Die Pauschalbesteuerung für schwerreiche Ausländer und Ausländerinnen, die in der Schweiz wohnen, aber hier keiner Erwerbstätigkeit nachgehen, verstösst gegen unseren Verfassungsgrundsatz, wonach jeder und jede nach seiner bzw. ihrer wirtschaftlichen Leistungsfähigkeit besteuert werden soll. Und selbst der Bundesrat verheimlicht nicht, dass die Pauschalbesteuerung gegen die Steuergerechtigkeit verstösst. Diese Privilegierung einer relativ kleinen Gruppe superreicher Ausländer und Ausländerinnen ist ein Affront, ist eine Frechheit Arbeitnehmenden gegenüber, die sich zum Teil zu tiefsten Löhnen abrackern, einen Lohnausweis bekommen und ihre Steuern korrekt bezahlen.

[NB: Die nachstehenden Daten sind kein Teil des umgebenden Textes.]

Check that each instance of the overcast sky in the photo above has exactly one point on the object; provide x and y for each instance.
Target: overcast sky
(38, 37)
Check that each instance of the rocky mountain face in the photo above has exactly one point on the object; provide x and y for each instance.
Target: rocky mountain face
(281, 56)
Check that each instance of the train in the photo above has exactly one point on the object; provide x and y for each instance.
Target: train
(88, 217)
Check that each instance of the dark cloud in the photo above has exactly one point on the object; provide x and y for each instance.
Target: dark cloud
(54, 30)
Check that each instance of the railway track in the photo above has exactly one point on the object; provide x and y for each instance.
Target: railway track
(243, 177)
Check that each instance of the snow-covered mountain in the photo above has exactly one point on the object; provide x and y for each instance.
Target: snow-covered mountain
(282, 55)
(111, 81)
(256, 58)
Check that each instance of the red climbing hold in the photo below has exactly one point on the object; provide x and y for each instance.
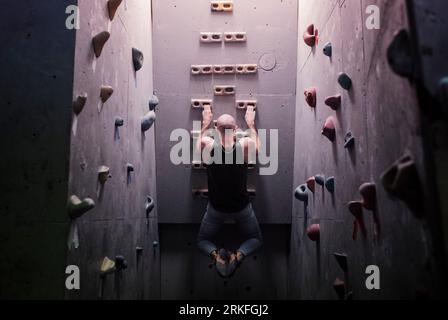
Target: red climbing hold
(311, 97)
(329, 129)
(310, 36)
(112, 7)
(313, 232)
(334, 102)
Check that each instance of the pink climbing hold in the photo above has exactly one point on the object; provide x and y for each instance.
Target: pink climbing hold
(329, 129)
(313, 232)
(106, 93)
(311, 184)
(334, 102)
(311, 97)
(310, 36)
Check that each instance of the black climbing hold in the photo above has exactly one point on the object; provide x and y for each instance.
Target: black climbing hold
(120, 262)
(79, 103)
(301, 193)
(349, 141)
(401, 180)
(320, 179)
(329, 184)
(77, 207)
(344, 81)
(153, 102)
(339, 287)
(137, 59)
(443, 94)
(328, 49)
(341, 259)
(148, 120)
(400, 55)
(149, 205)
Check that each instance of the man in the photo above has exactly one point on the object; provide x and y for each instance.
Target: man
(227, 163)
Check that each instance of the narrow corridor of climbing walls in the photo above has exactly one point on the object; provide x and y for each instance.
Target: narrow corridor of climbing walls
(359, 169)
(238, 54)
(101, 201)
(113, 230)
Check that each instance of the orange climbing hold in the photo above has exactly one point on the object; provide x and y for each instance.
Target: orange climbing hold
(329, 129)
(310, 36)
(99, 41)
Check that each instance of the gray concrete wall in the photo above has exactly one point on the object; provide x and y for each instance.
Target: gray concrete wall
(271, 29)
(117, 225)
(36, 85)
(382, 111)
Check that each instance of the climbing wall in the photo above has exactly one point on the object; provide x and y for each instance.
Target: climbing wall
(35, 94)
(381, 112)
(268, 38)
(269, 31)
(109, 134)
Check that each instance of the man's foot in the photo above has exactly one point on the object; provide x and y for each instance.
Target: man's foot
(221, 262)
(236, 258)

Ich habe in den Unterlagen von damals gestöbert und einen kurzen Flashback gehabt. Dabei kam mir das Storyboard für einen Abstimmungsfilm in die Hand. Da hatten wir die Köpfe zusammengesteckt und ein fiktives Beispiel gesponnen - realitätsnäher könnte das gar nicht sein. Storyboard Herbst 2011, Kanton St. Gallen, Bild 3: "Doch eines Tages kam ein reicher Russe in den Kanton St. Gallen, und er sagte: 'Ich will nicht bezahlen so viele Steuern.'" Im Film blieben wir dann zwar bezüglich der Nationalität offen - der Kurzfilm zeigte keinen Russen mehr -, doch der reiche Ausländer zieht in eine Villa am See. Schnitt; April 2014, Kanton St. Gallen, Rapperswil-Jona am Zürichsee: Michail Chodorkowski will in eine Villa in Rapperswil-Jona einziehen und soll pauschalbesteuert werden. Die "Zürichsee-Zeitung" stellt umfangreiche Berechnungen an und kommt auf eine Pauschalsteuer von total rund 314 000 Franken, denn der Mietzins ist öffentlich bekannt, rund 11 500 Franken soll die Villa pro Monat kosten. Die pauschalbesteuerte Familie Chodorkowski wird damit gegenüber einer ordentlichen Besteuerung massiv Steuern sparen.

Die "NZZ" schätzt in ihrer Ausgabe vom 10. Januar 2014, dass Michail Chodorkowski von seinen Milliarden offenbar noch Millionen geblieben sind, mindestens 100 Millionen Franken, schreibt sie. Die "Zürichsee-Zeitung" geht von mehreren Hundert Millionen aus. Vermutlich wird das Vermögen aber wesentlich grösser sein, und Herr Chodorkowski wird damit beträchtliche Einnahmen generieren. So gehen seine Steuerersparnisse in die Hunderttausende, wenn nicht gar Millionen jährlich. Im Gegenzug profitiert er mit seiner Familie zu hundert Prozent von unserer Infrastruktur, unseren stabilen politischen Verhältnissen und der hohen Sicherheit in unserem Land - genauso wie all die anderen schwerreichen Pauschalbesteuerten. Für uns aber hat die Pauschalbesteuerung grosse negative Folgen: Der boomende Immobilienmarkt wird durch sie weiter angeheizt, der Steuerwettbewerb ebenfalls.

Warum rollen wir diesen schwerreichen Ausländerinnen und Ausländern einen goldenen Teppich aus? Die Schweiz mit ihrer ordentlichen Steuersituation und all den anderen positiven Aspekten ist für sie attraktiv genug und ein sicherer Hafen. Von den Gegnern und Gegnerinnen der Abschaffung der Pauschalbesteuerung wird immer wieder angeführt, sie würden sonst alle wegziehen. Das ist schlicht falsch, wie die Kantone ohne Pauschalbesteuerung zeigen.

Es gibt keinen guten Grund, dieses einseitige Steuerbevorzugungssystem aufrechtzuerhalten. Wer hier lebt, soll ordentlich besteuert werden und keine Extrawurst bekommen. Schaffen wir die Pauschalbesteuerung ab!